Specifically, the method described in the previous subsection yields valid estimates of (β_{1}, …, β_{p}) under model (1) when sampling favors those with Y* = 1, assuming nondifferential misclassification of case/control status. As with the classic case,^{32} the intercept loses its original interpretation. For similar reasons, the likelihood-based estimates of sensitivity and specificity will no longer reflect the true diagnostic properties of Y*. Rather, these tend to be inflated and deflated, respectively, in concert with the oversampling of cases according to Y*. In fact, the fallibility of the internal validation-based sensitivity/specificity estimators due to “case” oversampling is key to the validity of the (β_{1}, …, β_{p}) estimates, as these estimators reflect the “operating” sensitivity and specificity of Y* under the sampling strategy employed. In contrast, direct analysis based on external validation data (or even employing correct assumed values of sensitivity and specificity) misconstrues the “operating” sensitivity and specificity, generally yielding inconsistent estimates of (β_{1}, …, β_{p}). This may explain why methods^{18,20–22} that are not based on internal validation data encounter problems for case-control studies.

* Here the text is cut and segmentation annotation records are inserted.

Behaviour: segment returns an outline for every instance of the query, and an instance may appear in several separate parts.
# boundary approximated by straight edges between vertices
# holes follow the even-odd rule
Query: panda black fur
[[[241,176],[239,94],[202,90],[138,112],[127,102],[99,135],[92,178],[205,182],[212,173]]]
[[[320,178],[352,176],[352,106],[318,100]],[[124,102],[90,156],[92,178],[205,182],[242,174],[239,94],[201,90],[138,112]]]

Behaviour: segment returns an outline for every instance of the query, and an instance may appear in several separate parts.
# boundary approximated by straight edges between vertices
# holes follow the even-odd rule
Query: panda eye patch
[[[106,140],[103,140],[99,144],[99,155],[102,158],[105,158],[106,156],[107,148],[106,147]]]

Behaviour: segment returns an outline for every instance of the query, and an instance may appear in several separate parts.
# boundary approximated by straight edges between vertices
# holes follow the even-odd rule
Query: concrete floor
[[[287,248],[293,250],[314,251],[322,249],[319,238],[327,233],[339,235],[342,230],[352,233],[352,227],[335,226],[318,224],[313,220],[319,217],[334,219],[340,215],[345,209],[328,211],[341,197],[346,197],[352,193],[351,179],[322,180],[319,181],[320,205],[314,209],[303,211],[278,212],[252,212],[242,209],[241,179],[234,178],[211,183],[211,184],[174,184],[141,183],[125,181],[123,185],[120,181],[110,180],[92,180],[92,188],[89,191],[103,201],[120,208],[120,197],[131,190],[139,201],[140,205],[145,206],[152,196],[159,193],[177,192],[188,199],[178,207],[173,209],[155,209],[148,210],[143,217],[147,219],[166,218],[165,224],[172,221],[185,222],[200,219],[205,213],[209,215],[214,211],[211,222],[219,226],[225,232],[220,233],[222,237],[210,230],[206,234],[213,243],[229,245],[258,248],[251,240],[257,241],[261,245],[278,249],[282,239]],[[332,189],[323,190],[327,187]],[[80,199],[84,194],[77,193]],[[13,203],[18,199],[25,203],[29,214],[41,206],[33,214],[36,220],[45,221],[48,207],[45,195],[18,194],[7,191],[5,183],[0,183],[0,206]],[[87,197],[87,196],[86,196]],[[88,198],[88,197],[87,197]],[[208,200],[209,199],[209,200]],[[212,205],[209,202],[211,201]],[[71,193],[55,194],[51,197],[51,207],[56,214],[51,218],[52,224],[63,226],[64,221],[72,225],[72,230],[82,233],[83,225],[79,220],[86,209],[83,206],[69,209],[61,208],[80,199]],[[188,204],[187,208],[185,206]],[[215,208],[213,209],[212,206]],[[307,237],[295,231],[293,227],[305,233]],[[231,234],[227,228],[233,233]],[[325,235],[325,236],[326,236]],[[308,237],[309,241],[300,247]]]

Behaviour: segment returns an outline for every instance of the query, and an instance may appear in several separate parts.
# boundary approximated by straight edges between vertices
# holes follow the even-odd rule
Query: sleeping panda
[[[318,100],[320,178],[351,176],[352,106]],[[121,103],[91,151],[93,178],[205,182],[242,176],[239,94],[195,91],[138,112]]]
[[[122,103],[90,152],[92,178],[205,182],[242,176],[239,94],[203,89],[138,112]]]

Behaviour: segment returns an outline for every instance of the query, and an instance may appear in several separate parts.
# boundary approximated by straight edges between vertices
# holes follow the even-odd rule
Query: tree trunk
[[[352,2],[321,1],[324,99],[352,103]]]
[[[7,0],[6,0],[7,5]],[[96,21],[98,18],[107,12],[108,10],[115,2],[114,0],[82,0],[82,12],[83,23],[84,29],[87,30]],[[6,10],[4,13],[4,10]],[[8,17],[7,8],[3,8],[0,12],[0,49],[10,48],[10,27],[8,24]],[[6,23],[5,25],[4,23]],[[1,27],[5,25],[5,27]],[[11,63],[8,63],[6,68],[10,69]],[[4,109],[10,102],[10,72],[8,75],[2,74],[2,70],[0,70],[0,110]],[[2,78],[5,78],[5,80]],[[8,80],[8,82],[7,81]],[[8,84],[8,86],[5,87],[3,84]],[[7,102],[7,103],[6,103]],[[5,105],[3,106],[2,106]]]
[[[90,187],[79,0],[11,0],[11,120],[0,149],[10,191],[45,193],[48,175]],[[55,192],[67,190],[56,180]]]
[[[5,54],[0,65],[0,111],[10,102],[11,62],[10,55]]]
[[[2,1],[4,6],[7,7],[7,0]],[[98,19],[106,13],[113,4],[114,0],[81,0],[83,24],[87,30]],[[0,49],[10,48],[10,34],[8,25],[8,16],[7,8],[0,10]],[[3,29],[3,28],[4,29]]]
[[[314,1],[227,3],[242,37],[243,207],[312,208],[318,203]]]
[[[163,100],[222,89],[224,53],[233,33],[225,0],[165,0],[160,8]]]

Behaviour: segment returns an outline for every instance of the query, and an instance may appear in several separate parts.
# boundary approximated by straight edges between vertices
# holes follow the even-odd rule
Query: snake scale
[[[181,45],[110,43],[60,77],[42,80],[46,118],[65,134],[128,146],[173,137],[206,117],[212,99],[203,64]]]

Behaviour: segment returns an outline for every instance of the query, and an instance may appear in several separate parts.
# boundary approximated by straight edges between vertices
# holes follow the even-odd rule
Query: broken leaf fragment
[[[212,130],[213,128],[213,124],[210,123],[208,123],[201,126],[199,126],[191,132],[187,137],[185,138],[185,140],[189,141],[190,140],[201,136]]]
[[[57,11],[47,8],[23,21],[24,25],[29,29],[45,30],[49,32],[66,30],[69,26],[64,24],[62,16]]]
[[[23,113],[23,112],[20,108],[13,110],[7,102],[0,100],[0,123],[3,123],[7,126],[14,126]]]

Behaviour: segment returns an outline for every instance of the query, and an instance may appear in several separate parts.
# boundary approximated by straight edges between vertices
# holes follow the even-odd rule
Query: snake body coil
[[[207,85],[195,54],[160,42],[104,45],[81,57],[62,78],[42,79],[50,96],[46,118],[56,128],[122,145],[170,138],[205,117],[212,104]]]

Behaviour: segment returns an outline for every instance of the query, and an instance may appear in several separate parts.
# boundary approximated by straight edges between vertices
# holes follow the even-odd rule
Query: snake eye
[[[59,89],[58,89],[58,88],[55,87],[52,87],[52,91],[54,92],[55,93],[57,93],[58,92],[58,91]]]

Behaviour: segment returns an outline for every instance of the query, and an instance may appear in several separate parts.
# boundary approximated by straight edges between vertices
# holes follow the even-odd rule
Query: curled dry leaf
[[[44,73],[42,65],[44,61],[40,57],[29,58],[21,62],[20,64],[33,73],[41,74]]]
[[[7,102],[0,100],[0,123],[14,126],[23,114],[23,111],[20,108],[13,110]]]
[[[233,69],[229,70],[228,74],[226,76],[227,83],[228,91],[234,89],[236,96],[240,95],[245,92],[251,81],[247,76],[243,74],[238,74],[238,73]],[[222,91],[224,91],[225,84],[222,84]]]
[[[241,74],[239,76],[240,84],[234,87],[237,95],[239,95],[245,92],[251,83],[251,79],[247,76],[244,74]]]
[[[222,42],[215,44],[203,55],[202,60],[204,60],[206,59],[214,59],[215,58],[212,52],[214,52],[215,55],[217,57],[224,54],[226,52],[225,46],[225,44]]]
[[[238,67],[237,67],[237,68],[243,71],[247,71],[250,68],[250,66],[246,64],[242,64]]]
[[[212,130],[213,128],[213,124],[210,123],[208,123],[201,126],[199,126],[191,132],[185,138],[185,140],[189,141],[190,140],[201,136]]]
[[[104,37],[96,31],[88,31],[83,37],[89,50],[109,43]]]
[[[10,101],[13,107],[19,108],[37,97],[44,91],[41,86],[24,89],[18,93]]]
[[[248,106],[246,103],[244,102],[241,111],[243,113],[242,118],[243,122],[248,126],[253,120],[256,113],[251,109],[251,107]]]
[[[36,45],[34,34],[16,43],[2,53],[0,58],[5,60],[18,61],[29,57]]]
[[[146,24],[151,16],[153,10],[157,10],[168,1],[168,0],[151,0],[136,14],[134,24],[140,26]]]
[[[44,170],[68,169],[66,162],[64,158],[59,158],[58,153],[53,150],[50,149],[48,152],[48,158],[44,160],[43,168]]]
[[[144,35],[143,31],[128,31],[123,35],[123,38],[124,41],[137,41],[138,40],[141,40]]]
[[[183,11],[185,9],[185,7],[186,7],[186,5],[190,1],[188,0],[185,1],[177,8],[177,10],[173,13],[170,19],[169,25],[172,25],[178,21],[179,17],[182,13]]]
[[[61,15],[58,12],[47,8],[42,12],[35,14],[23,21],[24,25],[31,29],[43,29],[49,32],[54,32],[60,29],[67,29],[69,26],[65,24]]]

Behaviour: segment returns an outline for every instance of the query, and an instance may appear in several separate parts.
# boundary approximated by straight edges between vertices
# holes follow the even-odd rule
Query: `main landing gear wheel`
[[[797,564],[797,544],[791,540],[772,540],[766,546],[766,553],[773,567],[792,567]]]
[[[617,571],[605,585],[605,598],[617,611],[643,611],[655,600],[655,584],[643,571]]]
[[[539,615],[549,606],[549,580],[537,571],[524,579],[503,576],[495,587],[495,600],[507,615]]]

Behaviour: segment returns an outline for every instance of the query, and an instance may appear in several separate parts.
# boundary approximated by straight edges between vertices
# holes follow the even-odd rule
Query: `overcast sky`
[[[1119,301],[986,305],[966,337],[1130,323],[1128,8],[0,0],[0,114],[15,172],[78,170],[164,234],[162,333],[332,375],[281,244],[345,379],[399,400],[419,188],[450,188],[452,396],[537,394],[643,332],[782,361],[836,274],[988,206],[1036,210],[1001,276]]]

The validity of the main/internal validation study-based maximum likelihood approach for such case-control sampling with nondifferential outcome misclassification recalls theoretical results in the statistical literature,^{33} and can be demonstrated by noting that terms involving the selection probabilities applied to those with Y* = 1 and Y* = 0 factor out of the likelihood. In contrast, no such clean factorization occurs under differential misclassification. Nevertheless, if differential outcome misclassification is appropriately modeled via Eqs. (11) and (12), empirical evidence via simulation under large samples suggests that the MLEs for some elements of (β_{1}, …, β_{p}) in model (1) may remain valid under “case” oversampling. Specifically, our experimentation suggests that β coefficients in model (1) remain reliably estimable if they correspond to predictor variables that are not needed in the second regression model (9) that defines sensitivity and specificity. A simulation study illustrating these points follows after the example section.

## EXAMPLE

Our example concerns data on bacterial vaginosis status for women in the HIV Epidemiology Research Study. A total of 1310 (871 HIV-infected and 439 at-risk uninfected) women were enrolled into this prospective study across 4 US cities from 1993 to 1995.^{34} Researchers diagnosed bacterial vaginosis semi-annually by 2 different techniques, referred to as the “CLIN” (clinically-based) and “LAB” (laboratory-based) methods. A CLIN diagnosis required the presence of 3 or more specific clinical conditions based on a modification of Amsel et al criteria,^{35} while LAB diagnoses were made via a sophisticated Gram-staining technique.^{36} Prior references^{37,38} provide details on these methods in the study. As in Gallo et al,^{38} we treat the more costly LAB method as a gold standard assessment, while the CLIN approach represents an accessible error-prone substitute. These authors found evidence of low sensitivity for the CLIN method, and suggested that its accuracy may suffer due to wide heterogeneity in bacterial vaginosis cases or due to the need for technicians to be trained to properly apply the subjective criteria of Amsel et al.^{38}

A unique feature of this example is that both LAB and CLIN diagnoses were made regularly. Thus, in addition to fitting a “naive” main study-only version of model (1) with CLIN status (Y*) substituted for LAB (Y), we were able to fit Eq. (1) to data using the assumed gold standard (Y) on all subjects. While the illustration of validation data-based adjusted analyses then requires ignoring LAB data on a random subset, an advantage is that we have an “ideal” complete-data model for comparison.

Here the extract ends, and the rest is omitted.